Nolla, J. A. B. (1926). ONION-LEAF ANTHRACNOSE. The Journal of Agriculture of the University of Puerto Rico, 10(3-4), 245–256. https://doi.org/10.46429/jaupr.v10i3-4.15070


(1) An anthracnose disease of the leaves and bulb scales of the onion is described. (2) Market onion (Allium cepa L.) and a multiplier variety of Allium cepa L. often referred to as false shallot are affected. (3) There does not exist any resistance in the yellow, red or white varieties to the disease. (4) Tropical varieties of onion are as susceptible as the temperate- zone types. (5) Plants of all ages are equally susceptible. (6) The symptoms on the leaves may be described as elliptic or oval spots. On red varieties a red stain appears on young lesions. (7) The pathogene is described as a new species, Colletotrichum Chardonianum. (8) Growth of the causal fungus in carbohydrate media was excellent.
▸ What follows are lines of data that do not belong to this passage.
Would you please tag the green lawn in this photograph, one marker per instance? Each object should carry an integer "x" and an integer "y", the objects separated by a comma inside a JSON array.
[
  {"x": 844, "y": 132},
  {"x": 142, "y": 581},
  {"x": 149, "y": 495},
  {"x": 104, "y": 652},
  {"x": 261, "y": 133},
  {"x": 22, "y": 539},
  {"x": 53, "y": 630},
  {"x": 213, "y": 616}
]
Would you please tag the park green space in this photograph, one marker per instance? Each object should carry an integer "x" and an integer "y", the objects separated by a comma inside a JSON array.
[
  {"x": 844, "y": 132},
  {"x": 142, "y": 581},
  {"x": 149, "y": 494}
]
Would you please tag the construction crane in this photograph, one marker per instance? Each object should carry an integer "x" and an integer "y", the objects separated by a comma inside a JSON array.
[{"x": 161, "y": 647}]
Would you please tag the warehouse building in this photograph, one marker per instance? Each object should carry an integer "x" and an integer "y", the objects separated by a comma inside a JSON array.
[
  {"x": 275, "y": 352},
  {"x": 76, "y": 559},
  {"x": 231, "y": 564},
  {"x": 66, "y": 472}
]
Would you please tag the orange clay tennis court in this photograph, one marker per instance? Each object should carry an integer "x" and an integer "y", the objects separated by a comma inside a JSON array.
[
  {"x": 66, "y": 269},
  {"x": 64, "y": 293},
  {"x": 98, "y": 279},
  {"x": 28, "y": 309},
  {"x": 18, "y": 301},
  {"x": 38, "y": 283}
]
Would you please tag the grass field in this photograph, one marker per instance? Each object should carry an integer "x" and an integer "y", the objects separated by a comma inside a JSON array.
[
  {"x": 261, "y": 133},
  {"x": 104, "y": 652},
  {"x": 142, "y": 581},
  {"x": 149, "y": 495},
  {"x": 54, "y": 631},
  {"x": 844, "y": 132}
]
It was especially good in starch-containing media. (9) Infection experiments under control conditions demonstrate the ability of C. Chardonianum to produce disease. Infection occurs primarily through the stomata but the germ tubes may penetrate through the cuticle. (10) Conidia germinate in water at a temperature of 21° C. in 3 1/2 to 4 1/2 hours. During germination of conidia, primary, secondary and even tertiary appresoria are produced. Also secondary conidia. Temperatures of 18° C. and 33° C. seem to inhibit germination, while conidia germinate readily at 25° C. In synthetic culture media the fungus grows best at a temperature of 27° C. In the field the disease appears during seasons when temperature is 23° C- 30° C. (11) The pathogene apparently lives over from one season to the other as mycelium in debris on the soil. (12) The conidia seem to resist the action of the sulphur fungicides. An effective action of copper fungicides, particularly colloidal copper, has been observed in laboratory experiments.